Okan Ertem, senior economist at Turk Ekonomi Bankasi AS, states that consumption is still the biggest driver of gross domestic product growth, even though it has decreased every quarter for the past two quarters.
It indicates that Turkey is getting closer to the output level, which could support the disinflation process and reduce import volumes quarterly and yearly.
According to the Turkish central bank, inflation will peak this year at 44% and decline to 21% by the end of 2025.
Earlier this month, the central bank hinted that the rate cut would soon make sense as the inflation is declining. The speed of expected monetary eases will significantly impact the growth in the upcoming quarters.
In the past, President Recep Tayyip Erdogan has prioritized economic growth over price stability. After his reelection in 2023, a new economic team led by Finance Minister Mehmet Simsek prioritized more market-friendly measures.
Since the economy is facing its first recession since 2018, investors wonder whether President Recep Tayyip Erdogan will return to his policies that support growth.
In 2018, Turkey‘s economy faced recession after a long time since the global financial crisis in 2008.
According to reports, Turkey’s GDP declined by 2.4% in the first quarter of 2019 after declining by 3% in the last quarter of 2018.
It was followed by a 1.6% decline in the previous quarter, making it two consecutive quarters of declining growth, the definition of recession.
Due to the trade war with the United States, the Turkish currency lira dropped, increasing the costs of imports.

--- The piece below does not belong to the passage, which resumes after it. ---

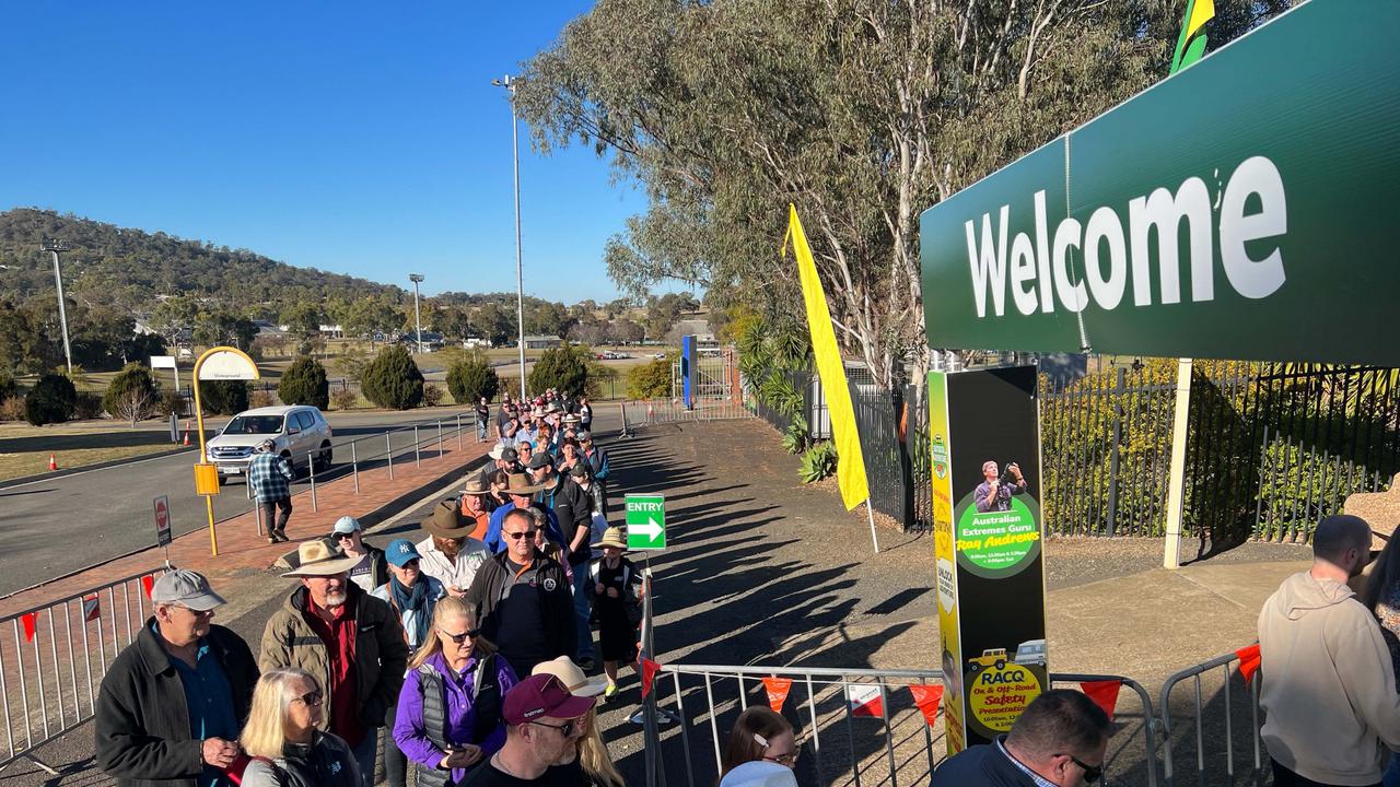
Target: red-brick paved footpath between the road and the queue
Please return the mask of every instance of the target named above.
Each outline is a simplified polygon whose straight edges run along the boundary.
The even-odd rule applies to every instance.
[[[365,527],[382,520],[391,507],[412,506],[430,489],[434,489],[454,476],[461,476],[475,462],[486,455],[487,444],[477,443],[475,434],[462,436],[462,448],[456,448],[456,440],[444,440],[441,454],[437,448],[424,451],[421,465],[410,461],[395,462],[393,478],[389,478],[386,466],[360,471],[360,493],[356,494],[354,478],[344,476],[329,483],[316,485],[316,511],[311,510],[311,492],[302,490],[293,496],[293,514],[287,525],[287,543],[267,543],[265,536],[258,535],[258,511],[232,517],[218,522],[218,556],[210,555],[209,528],[175,538],[169,546],[169,562],[181,569],[195,569],[218,587],[221,580],[263,573],[284,555],[288,548],[295,549],[297,542],[316,538],[330,532],[335,521],[346,514],[357,517]],[[193,473],[190,475],[193,483]],[[153,496],[158,490],[153,490]],[[232,489],[225,487],[224,493]],[[238,490],[241,493],[241,490]],[[74,529],[55,536],[55,548],[62,548],[62,542],[69,538],[81,538],[81,511],[74,513]],[[132,527],[148,528],[151,538],[155,536],[155,527],[150,521],[133,522]],[[20,591],[0,601],[0,618],[14,615],[24,609],[41,606],[63,598],[73,597],[88,588],[129,577],[140,571],[151,570],[165,560],[165,555],[158,546],[127,555],[116,560],[78,571],[62,580],[48,583],[35,588]]]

There have been warning signs for the past few years regarding Turkey’s economic situation. The previous recession has impacted the car, housing sales, and industrial production.
This made the central bank increase the interest rates, which made borrowing costly.
The biggest challenge was reducing volatility in markets as the Turkish lira depreciated to a record low, reducing the investor’s confidence.
Due to its political strains with the United States, Turkey, highly praised for its economic record during the previous ten years, is now struggling.
In August 2018, US President Donald Trump increased the tariffs on Turkish steel and aluminum imports amid a diplomatic crisis over the custody of American pastor Andrew Brunson. Trump threatened to destroy its economy in January if it launched its troops into Syria for retribution to Kurdish groups that were formerly American partners against the Islamic State.